Ok, so that's alpha dropout. Now, let's try MC dropout.

In [13]:
import numpy as np

class MCAlphaDropout(keras.layers.AlphaDropout):
    def call(self, inputs):
        return super().call(inputs, training = True)

mc_alpha_dropout_model = keras.models.Sequential([
    MCAlphaDropout(layer.rate) if isinstance(layer, keras.layers.AlphaDropout) else layer 
    for layer in model4.layers
])

def mc_alpha_dropout_predict_prob(model, X, n_samples = 10):
    y_probs = [model.predict(X) for sample in range(n_samples)]
    return np.mean(y_probs, axis = 0)

def mc_alpha_dropout_predict_classes(model, X, n_samples = 10):
    y_probs = mc_alpha_dropout_predict_prob(model, X, n_samples)
    return np.argmax(y_probs, axis = 1)

In [14]:
keras.backend.clear_session()

y_pred = mc_alpha_dropout_predict_classes(mc_alpha_dropout_model, X_val_scaled)
np.mean(y_pred == y_val[:, 0])



0.4906

Ok. So with alpha dropout, we get 49.12% accuracy. With MC dropout, we get 49.06% accuracy. Both are equally useless.

# 8f.

In [21]:
keras.backend.clear_session()

model5 = keras.models.Sequential()
model5.add(keras.layers.Flatten(input_shape = [32, 32, 3]))
for _ in range(20):
    model5.add(keras.layers.Dense(100, activation = "selu", kernel_initializer = "lecun_normal"))
model5.add(keras.layers.AlphaDropout(rate = 0.1))
model5.add(keras.layers.Dense(10, activation = "softmax"))

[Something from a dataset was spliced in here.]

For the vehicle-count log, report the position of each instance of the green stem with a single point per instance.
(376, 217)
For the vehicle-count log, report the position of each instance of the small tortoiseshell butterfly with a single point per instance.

checkpoint_callback = keras.callbacks.ModelCheckpoint("my_best_1cycle_model.h5", save_best_only = True)

model5.compile(loss = "sparse_categorical_crossentropy",
               optimizer = keras.optimizers.SGD(learning_rate = 1e-3),
               metrics = ["accuracy"])

In [22]:
import math

class OneCycleScheduler(keras.callbacks.Callback):
    def __init__(self, iterations, max_rate, start_rate = None,
                 last_iterations = None, last_rate = None):
        self.iterations = iterations
        self.max_rate = max_rate
        self.start_rate = start_rate or max_rate / 10
        self.last_iterations = last_iterations or iterations // 10 + 1
        self.half_iteration = (iterations - self.last_iterations) // 2
        self.last_rate = last_rate or self.start_rate / 1000
        self.iteration = 0
    def _interpolate(self, iter1, iter2, rate1, rate2):
        return ((rate2 - rate1) * (self.iteration - iter1)
                / (iter2 - iter1) + rate1)
    def on_batch_begin(self, batch, logs):
        if self.iteration < self.half_iteration:
            rate = self._interpolate(0, self.half_iteration, self.start_rate, self.max_rate)
        elif self.iteration < 2 * self.half_iteration:
            rate = self._interpolate(self.half_iteration, 2 * self.half_iteration,
                                     self.max_rate, self.start_rate)
        else:
            rate = self._interpolate(2 * self.half_iteration, self.iterations,
                                     self.start_rate, self.last_rate)
        self.iteration += 1
        keras.backend.set_value(self.model.optimizer.learning_rate, rate)

batch_size = 50
n_epochs = 20
onecycle = OneCycleScheduler(math.ceil(len(X_train_scaled) / batch_size) * n_epochs, max_rate = 0.05)
history = model5.fit(X_train_scaled, y_train, epochs = n_epochs, batch_size = batch_size,
                     validation_data = (X_val_scaled, y_val),
                     callbacks=[onecycle, checkpoint_callback, early_stopping_callback])

Epoch 1/20
Epoch 2/20
Epoch 3/20
Epoch 4/20
Epoch 5/20
Epoch 6/20
Epoch 7/20
Epoch 8/20
Epoch 9/20
Epoch 10/20
Epoch 11/20
Epoch 12/20
Epoch 13/20
Epoch 14/20
Epoch 15/20
Epoch 16/20
Epoch 17/20
Epoch 18/20


In [23]:
model5 = keras.models.load_model("my_best_1cycle_model.h5")
model5.evaluate(X_val_scaled, y_val)



[1.4811267852783203, 0.49799999594688416]

By far, the fastest to train, but still performance is similar to the original model, convergence is also similar to the original model.